There remain many uncertainties, which make it difficult to quantify the risks involved, or the regions most likely to be affected. It is also difficult to disentangle natural from human-induced variability, but whatever the human contribution to global climate change, average world surface temperature is rising.

This rise may eventually cause tropical forests to die back and transform grassland into desert. Water resource stresses would be exacerbated, and some 66 million extra people would live in countries with water stress, and some 170 million people would live in countries which are extremely stressed.

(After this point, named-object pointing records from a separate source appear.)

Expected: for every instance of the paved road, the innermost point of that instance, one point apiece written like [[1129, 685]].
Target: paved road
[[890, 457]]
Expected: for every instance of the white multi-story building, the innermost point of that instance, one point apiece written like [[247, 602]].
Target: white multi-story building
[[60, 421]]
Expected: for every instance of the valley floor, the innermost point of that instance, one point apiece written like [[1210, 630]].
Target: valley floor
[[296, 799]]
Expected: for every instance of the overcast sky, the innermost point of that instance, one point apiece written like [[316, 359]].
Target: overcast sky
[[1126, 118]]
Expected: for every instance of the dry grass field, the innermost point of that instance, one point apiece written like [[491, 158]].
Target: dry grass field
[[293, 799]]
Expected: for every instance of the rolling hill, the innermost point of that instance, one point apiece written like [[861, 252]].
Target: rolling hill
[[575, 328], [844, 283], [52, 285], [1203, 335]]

Crop yields would increase in high- and mid-latitude countries, such as Canada and Europe, but decrease in lower latitudes. Although globally the food system would accommodate regional variations in yields, some regions, particularly the Tropics, would experience marked reductions in yield, lower production and higher risk of hunger. Africa would be worst affected.

Global sea-level rise by the 2050s was predicted to be 21cm. More than 20 million extra people each year could be at risk of flooding due to sea-level rise. South and South- East Asia were most vulnerable regions.

We should also consider the impacts of climate change on human health - which could be widespread. Micro-organisms respond rapidly to changes in temperature and moisture. Humans need roughly 20 years to reproduce, but bacteria can do so in 20 minutes. Old diseases, such as malaria, could return; and new ones could easily arise.

How, then, can we make a change? It sometimes seems impossibly difficult to do so, but change usually takes place for three main reasons.

Leadership can make a difference. Margaret Thatcher gave clear leadership on climate change. She was always ready to challenge the conventional wisdom, as did Al Gore and Mikhail Gorbachev.

Public pressure can also make a change. Many thought that Greenpeace's opposition to the dumping of the Brent Spar oil platform was exaggerated. But the results were positive: greater public awareness of our common global inheritance, and the need to protect it.

Useful catastrophes may also act to jerk us out of our normal inertia. Such catastrophes could include drought or flood, a major sea-level rise, millions of refugees on the march, and most likely creeping social and economic breakdown, such as can already be seen in several parts of Africa.

None of us would want to run risks of this kind if we thought they were real. But to some, they look real enough already. Scientists can illuminate them, and put them into perspective; journalists should report them to educate the public; and politicians must exercise the judgement for which we elect them. Business should take account of them and exploit the huge commercial opportunities. Everyone will have to play their part.